Appraising the Potential Uses and Harms of LLMs for Medical Systematic Reviews

Medical systematic reviews are crucial for informing clinical decision making and healthcare policy. But producing such reviews is onerous and time-consuming. Thus, high-quality evidence synopses are not available for many questions and may be outdated even when they are available. Large language models (LLMs) are now capable of generating long-form texts, suggesting the tantalizing possibility of automatically generating literature reviews on demand. However, LLMs sometimes generate inaccurate (and potentially misleading) texts by hallucinating or omitting important information. In the healthcare context, this may render LLMs unusable at best and dangerous at worst. Most discussion surrounding the benefits and risks of LLMs have been divorced from specific applications. In this work, we seek to qualitatively characterize the potential utility and risks of LLMs for assisting in production of medical evidence reviews. We conducted 16 semi-structured interviews with international experts in systematic reviews, grounding discussion in the context of generating evidence reviews. Domain experts indicated that LLMs could aid writing reviews, as a tool for drafting or creating plain language summaries, generating templates or suggestions, distilling information, crosschecking, and synthesizing or interpreting text inputs. But they also identified issues with model outputs and expressed concerns about potential downstream harms of confidently composed but inaccurate LLM outputs which might mislead. Other anticipated potential downstream harms included lessened accountability and proliferation of automatically generated reviews that might be of low quality. Informed by this qualitative analysis, we identify criteria for rigorous evaluation of biomedical LLMs aligned with domain expert views.

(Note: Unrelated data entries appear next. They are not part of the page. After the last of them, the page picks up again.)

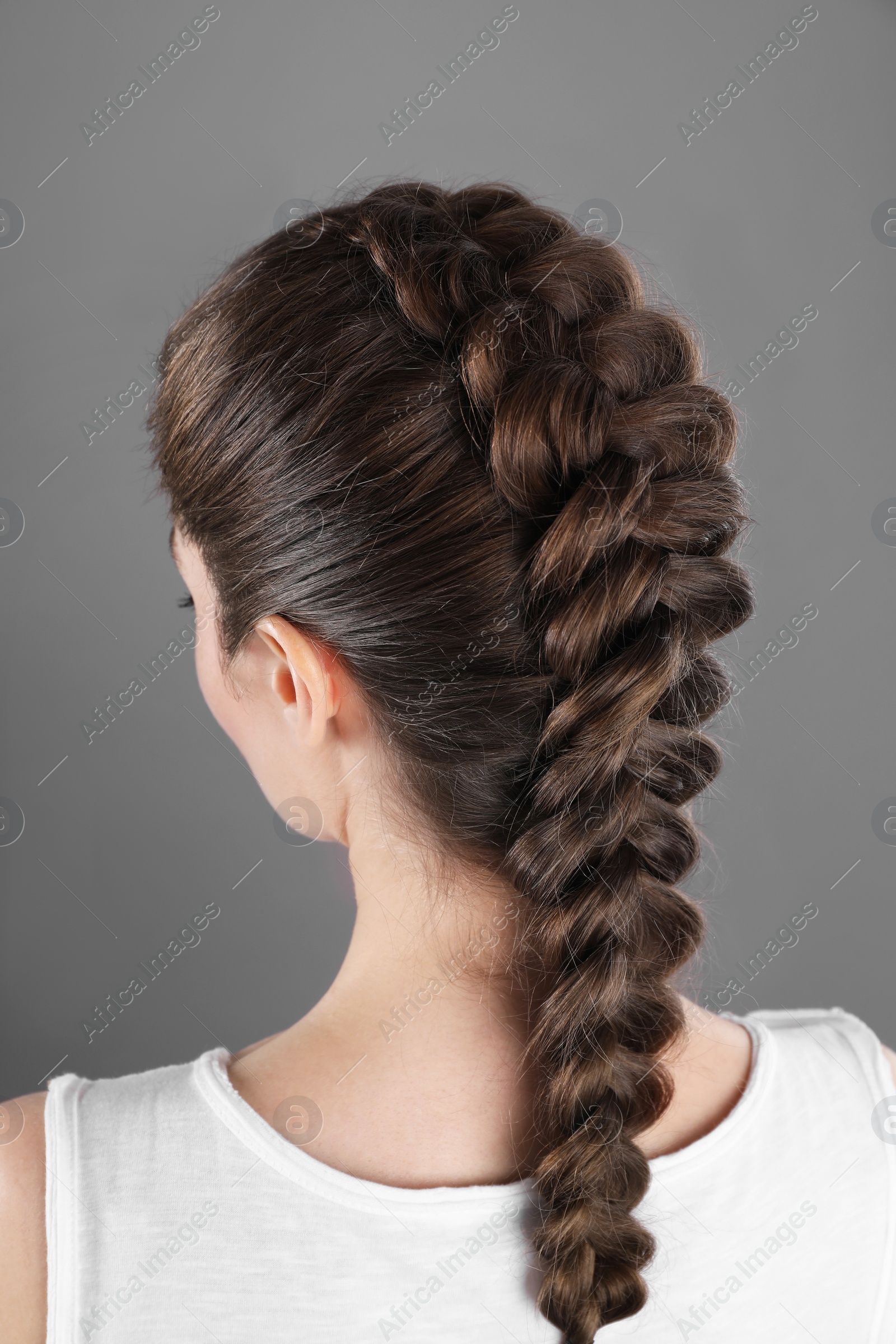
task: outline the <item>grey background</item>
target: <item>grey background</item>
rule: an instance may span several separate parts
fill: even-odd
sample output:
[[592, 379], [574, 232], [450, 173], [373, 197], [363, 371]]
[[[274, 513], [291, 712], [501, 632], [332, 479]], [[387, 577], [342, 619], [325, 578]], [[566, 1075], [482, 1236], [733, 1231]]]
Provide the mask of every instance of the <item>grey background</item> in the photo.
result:
[[[347, 946], [344, 852], [277, 839], [192, 655], [90, 746], [79, 732], [188, 614], [140, 409], [91, 446], [79, 422], [282, 202], [325, 203], [353, 169], [368, 185], [500, 177], [570, 215], [613, 202], [621, 241], [700, 324], [721, 387], [818, 306], [736, 398], [758, 613], [724, 648], [750, 659], [805, 603], [818, 617], [713, 724], [727, 765], [688, 883], [712, 923], [695, 992], [811, 900], [799, 943], [732, 1009], [838, 1004], [896, 1046], [896, 847], [872, 829], [896, 794], [896, 547], [870, 526], [896, 496], [896, 249], [872, 233], [896, 198], [893, 5], [819, 0], [799, 46], [685, 144], [678, 122], [798, 0], [520, 0], [497, 50], [387, 146], [379, 122], [500, 3], [222, 0], [199, 48], [87, 145], [79, 122], [201, 8], [48, 0], [4, 19], [0, 196], [26, 227], [0, 249], [0, 496], [26, 528], [0, 548], [0, 794], [26, 829], [0, 848], [0, 1094], [238, 1048], [301, 1016]], [[222, 914], [199, 946], [87, 1044], [94, 1005], [210, 900]]]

翻译：医学系统综述对于指导临床决策和医疗政策至关重要。然而，撰写此类综述耗时费力，导致许多领域缺乏高质量证据总结，即便已有综述也可能过时。大型语言模型（LLMs）当前能够生成长篇文本，这暗示了按需自动生成文献综述的诱人前景。但LLMs有时会通过虚构或遗漏重要信息生成不准确（甚至可能具有误导性）的文本。在医疗健康领域，这可能使LLMs在最佳情况下无法使用，在最坏情况下则具有危险性。目前关于LLM益处与风险的讨论大多脱离具体应用场景。本研究旨在定性分析LLMs辅助医学证据综述生产的潜在效用与风险。我们通过对16位国际系统综述专家进行半结构化访谈，围绕生成证据综述的具体场景展开讨论。领域专家指出，LLMs可作为起草或创建通俗语言摘要、生成模板或建议、提炼信息、交叉核对以及综合或解释文本输入的辅助工具。但他们也识别出模型输出存在的问题，并对自信但可能不准确的LLM输出在误导性方面产生的下游危害表示担忧。其他预期的潜在下游危害包括责任弱化以及自动生成的低质量综述的泛滥。基于此定性分析，我们确定了与领域专家观点一致的生物医学LLM严格评估标准。